Stata Lecture 2 Flashcards
Within how many standard deviations does 95% of the data lie, in a normal distribution?
1.96 standard deviations
How can you calculate the 95% range for a normally distributed variable?
Lower bound = mean - (1.96 X SD)
Upper bound = mean + (1.96 x SD)
What is the definition for population?
The full set of people which the results of the study will be applicable to
What is the definition for sample?
The subset of the population who will take part in the study
What are descriptive statistics vs inferential statistics?
Descriptive = describes data in the sample Inferential = make inferences about the population (standard error, confidence intervals, p values)
Define the ‘sampling distribution’
The distribution of all the different estimates we would get of the popluation, if we did the study many times with different samples OF THE SAME SIZE
Basically a measure of how accurately one sample represents the population
What is standard error of the mean?
The standard deviation of the sample mean
A measure of how close the estimate from a sample is to the true parameters of the population (if you did the study many times with different samples of the same size)
Precision of the estimate
Do larger sample sizes have smaller or larger standard errors?
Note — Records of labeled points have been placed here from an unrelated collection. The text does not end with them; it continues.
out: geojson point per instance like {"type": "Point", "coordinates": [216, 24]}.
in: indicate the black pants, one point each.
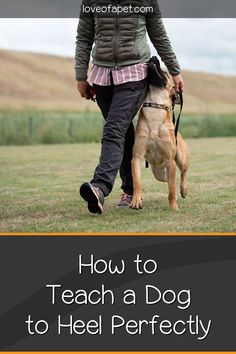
{"type": "Point", "coordinates": [118, 104]}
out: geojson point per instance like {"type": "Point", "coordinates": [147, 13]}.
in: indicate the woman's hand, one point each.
{"type": "Point", "coordinates": [83, 88]}
{"type": "Point", "coordinates": [179, 83]}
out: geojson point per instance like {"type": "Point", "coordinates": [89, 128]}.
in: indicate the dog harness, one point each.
{"type": "Point", "coordinates": [169, 109]}
{"type": "Point", "coordinates": [157, 105]}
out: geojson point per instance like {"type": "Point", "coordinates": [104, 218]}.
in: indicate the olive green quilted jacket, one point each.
{"type": "Point", "coordinates": [118, 40]}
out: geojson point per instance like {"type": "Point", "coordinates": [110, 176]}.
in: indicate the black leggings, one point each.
{"type": "Point", "coordinates": [118, 104]}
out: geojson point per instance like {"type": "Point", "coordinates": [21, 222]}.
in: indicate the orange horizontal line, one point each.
{"type": "Point", "coordinates": [118, 234]}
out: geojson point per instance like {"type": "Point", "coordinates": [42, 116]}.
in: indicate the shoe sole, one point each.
{"type": "Point", "coordinates": [88, 194]}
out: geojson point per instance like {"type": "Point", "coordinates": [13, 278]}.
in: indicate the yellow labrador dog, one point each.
{"type": "Point", "coordinates": [155, 139]}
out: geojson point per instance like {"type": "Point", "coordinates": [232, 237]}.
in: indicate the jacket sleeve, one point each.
{"type": "Point", "coordinates": [160, 40]}
{"type": "Point", "coordinates": [84, 43]}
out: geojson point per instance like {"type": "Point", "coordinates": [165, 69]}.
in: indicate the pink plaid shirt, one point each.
{"type": "Point", "coordinates": [100, 75]}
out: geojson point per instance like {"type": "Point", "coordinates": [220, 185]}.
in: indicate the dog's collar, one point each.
{"type": "Point", "coordinates": [157, 105]}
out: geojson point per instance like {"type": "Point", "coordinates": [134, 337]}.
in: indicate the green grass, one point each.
{"type": "Point", "coordinates": [39, 191]}
{"type": "Point", "coordinates": [83, 127]}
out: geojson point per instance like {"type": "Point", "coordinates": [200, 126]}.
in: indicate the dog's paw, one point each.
{"type": "Point", "coordinates": [174, 206]}
{"type": "Point", "coordinates": [136, 203]}
{"type": "Point", "coordinates": [183, 191]}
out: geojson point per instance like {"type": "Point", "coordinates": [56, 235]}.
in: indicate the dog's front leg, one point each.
{"type": "Point", "coordinates": [171, 174]}
{"type": "Point", "coordinates": [136, 174]}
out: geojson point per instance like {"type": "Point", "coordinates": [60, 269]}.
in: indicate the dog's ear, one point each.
{"type": "Point", "coordinates": [174, 96]}
{"type": "Point", "coordinates": [156, 76]}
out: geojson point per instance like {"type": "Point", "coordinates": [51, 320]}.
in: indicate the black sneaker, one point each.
{"type": "Point", "coordinates": [125, 200]}
{"type": "Point", "coordinates": [94, 196]}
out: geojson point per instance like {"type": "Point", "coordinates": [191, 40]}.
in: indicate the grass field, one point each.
{"type": "Point", "coordinates": [39, 191]}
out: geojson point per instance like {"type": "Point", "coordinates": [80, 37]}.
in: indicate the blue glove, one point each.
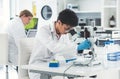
{"type": "Point", "coordinates": [84, 45]}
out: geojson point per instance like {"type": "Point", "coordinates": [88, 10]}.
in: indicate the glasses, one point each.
{"type": "Point", "coordinates": [67, 28]}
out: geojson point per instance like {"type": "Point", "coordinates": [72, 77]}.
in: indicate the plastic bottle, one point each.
{"type": "Point", "coordinates": [112, 54]}
{"type": "Point", "coordinates": [106, 47]}
{"type": "Point", "coordinates": [112, 21]}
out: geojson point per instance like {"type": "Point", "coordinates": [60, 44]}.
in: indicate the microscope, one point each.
{"type": "Point", "coordinates": [87, 57]}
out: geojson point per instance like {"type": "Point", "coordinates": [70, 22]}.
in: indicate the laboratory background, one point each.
{"type": "Point", "coordinates": [98, 22]}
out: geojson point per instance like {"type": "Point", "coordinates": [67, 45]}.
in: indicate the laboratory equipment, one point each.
{"type": "Point", "coordinates": [87, 57]}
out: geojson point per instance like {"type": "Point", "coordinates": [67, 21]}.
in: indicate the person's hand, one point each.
{"type": "Point", "coordinates": [84, 45]}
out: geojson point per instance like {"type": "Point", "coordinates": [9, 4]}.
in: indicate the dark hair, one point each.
{"type": "Point", "coordinates": [26, 13]}
{"type": "Point", "coordinates": [68, 17]}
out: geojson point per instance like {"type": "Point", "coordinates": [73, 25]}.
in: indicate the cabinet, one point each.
{"type": "Point", "coordinates": [100, 10]}
{"type": "Point", "coordinates": [110, 8]}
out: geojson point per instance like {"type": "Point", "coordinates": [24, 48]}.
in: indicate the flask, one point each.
{"type": "Point", "coordinates": [112, 21]}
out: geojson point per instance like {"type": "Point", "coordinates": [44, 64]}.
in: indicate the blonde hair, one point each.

Why?
Smaller. Because the estimate is more precise to the true parameters of the population
Compare Standard error vs Standard deviation
Standard error = precision
Standard deviation = variability
What is a confidence interval?
How confident we are that the results of the sample relate to the population
Does a larger sample size give a wider or narrower confidence interval?
Why?
Narrower
Because as sample size increases, the parameter is estimated with greater precision
If the p value is close to zero, how would you phrase your conclusion?
There is moderate evidence to suggest that in the population X, the mean score for group Y is not the same as the mean score for group Z.
What is a two-tailed hypothesis?
Tests for changes in either direction; specifies ‘difference’ rather than ‘increase’ or ‘decrease’
What does the p value indicate?
The probability that your result would have been obtained if the null hypothesis is true
Value between 0 and 1
Lower value indicates more evidence the null hypothesis is false
What is a type 1 error?
Rejecting the null hypothesis when it is actually true
False positive